The name of Sarbananda Sonowal, BJP's CM candidate for the Assam assembly election, lends itself well to catchy slogans. Thus it was that the 'Achhe Din' of the 2014 Lok Sabha election gave way to 'Sabka Anand...Sarbanand' as BJP led a highly charged campaign in the northeastern state.
Backing the 53-year-old tribal CM candidate is PM Narendra Modi who called him the 'heera' (diamond) of the Union ministry and the biggest challenger to octogenarian Tarun Gogoi.
In BJP's strategy of pitting 'tarun' (youth) against Tarun, Sonowal was tasked with leading the charge of the Right brigade.
The youngest of four brothers, Sonowal is known to be a loner. He does not have too many friends and is a bachelor. Many complain that he dumps his friends the moment they disagree with him; others say this stems from his hatred of controversies.
Currently minister of state for sports and youth welfare, Sonowal has been a keen cricketer and footballer since his school days in Dibrugarh. He was the gymnasium secretary at his college, Kanhoi College in Dibrugarh. He holds a bachelor's degree in criminal justice from Dibrugarh University and a degree in law from Gauhati University.
No stranger to adulation, Sonowal was thrust into limelight in 2005, when he won a long legal battle in the Supreme Court. He was instrumental in the scrapping of the controversial Illegal Migrants (Determination by Tribunal) Act, 1983, after it was proved that the legislature was protecting illegal migrants from Bangladesh. Sonowal returned to a hero's welcome in Guwahati as people lined up along the road from the airport to the city to shower him with flower petals. In a spontaneous show of emotion, Sonowal was given the title of jatiya nayak (national hero). Since then, there has been no looking back for him.
Fifteen years after that historic day, Sonowal finds himself at the threshold of creating history again as he leads BJP in what may turn out to be the first saffron government in Assam. Not just BJP, Sonowal also has the difficult task of leading allies who are powerful in their own right. It is a measure of his quick journey from regionalism to nationalism that he led his former mentor in All Assam Students' Union (Aasu), Prafulla Kumar Mahanta, in an electoral alliance in the state.
A former Aasu president, Sonowal is only the second student leader-turned-politician to take a shot at winning the highest elected post in Assam after Mahanta himself. In 1985, Mahanta and his Aasu colleagues caught the world's attention by walking straight from varsity campuses to the corridors of power in Dispur.
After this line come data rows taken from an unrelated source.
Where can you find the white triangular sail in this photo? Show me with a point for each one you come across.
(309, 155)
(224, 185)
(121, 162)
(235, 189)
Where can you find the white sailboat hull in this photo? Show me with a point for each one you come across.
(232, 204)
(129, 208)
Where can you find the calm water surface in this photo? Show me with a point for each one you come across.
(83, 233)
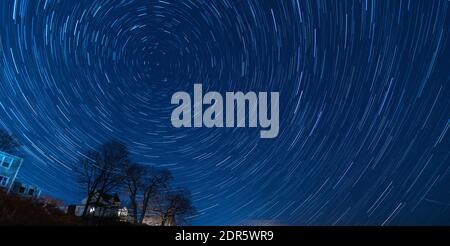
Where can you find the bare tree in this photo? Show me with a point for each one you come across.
(99, 172)
(8, 143)
(144, 183)
(175, 207)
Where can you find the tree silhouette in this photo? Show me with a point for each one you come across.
(143, 185)
(175, 207)
(99, 171)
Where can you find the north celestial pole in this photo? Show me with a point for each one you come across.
(364, 102)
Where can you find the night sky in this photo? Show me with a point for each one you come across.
(364, 102)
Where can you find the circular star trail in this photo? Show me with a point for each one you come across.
(364, 106)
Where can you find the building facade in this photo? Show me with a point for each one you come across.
(9, 168)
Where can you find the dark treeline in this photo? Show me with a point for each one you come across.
(106, 170)
(109, 169)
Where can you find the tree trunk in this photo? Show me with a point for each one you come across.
(86, 206)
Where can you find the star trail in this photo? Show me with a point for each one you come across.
(364, 89)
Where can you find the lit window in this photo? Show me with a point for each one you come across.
(3, 181)
(6, 162)
(22, 189)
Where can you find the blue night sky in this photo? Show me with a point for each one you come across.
(364, 102)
Since his Aasu days, Sonowal has tasted power both as an MLA and an MP. Known to be a devout man, godmen and superstitious beliefs occupy pride of place in Sonowal's home and career. His houses in Dibrugarh and New Delhi are filled with feng-shui objects and he wears a gemstone on every finger of his hands. His colleagues say Sonowal never misses a chance to visit a temple. His religiosity was evident after the assembly polls, too. While other political leaders went on vacations, Sonowal went temple hopping.
A sharp dresser, the BJP leader even allows the stars to dictate his sartorial choices. Guided by the planets, he wears different coloured shirts on different days but sticks to black trousers and well-polished black shoes; this perhaps in tribute to a style introduced by him and Aasu general secretary Samujjal Bhattacharya during their student union days from 1992 to 1999.
Not just shirts, critics accuse Sonowal of changing parties and constituencies just as often. He made his political debut in 2001 when he joined AGP and went on to become an MLA from Moran constituency in Dibrugarh district. Three years later, he shifted to the Dibrugarh Lok Sabha constituency and became an MP by defeating Congress stalwart Paban Sing Ghatowar. He then walked out of AGP in 2011 to join BJP. In the 2014 LS polls, Sonowal chose to contest from Lakhimpur, which he won by defeating Ranee Narah of Congress. This time, he contested from river island Majuli and earned the sobriquet 'migratory bird' from Gogoi.
In spite of having represented many constituencies, a striking feature of his political career has been the fact that Sonowal has consistently failed to leave his mark on any of them. With the exception of the scrapping of the IM(DT) Act, Sonowal has nothing significant to show on his CV for all these years of being a public representative.
This might change with his election as CM, or so hope the residents of Majuli. Once Asia's biggest river island, Majuli, which is shrinking due to cyclic erosion by the Brahmaputra, has two dreams - to see Sonowal as CM and to travel down the Centre's promised bridge connecting it with the mainland.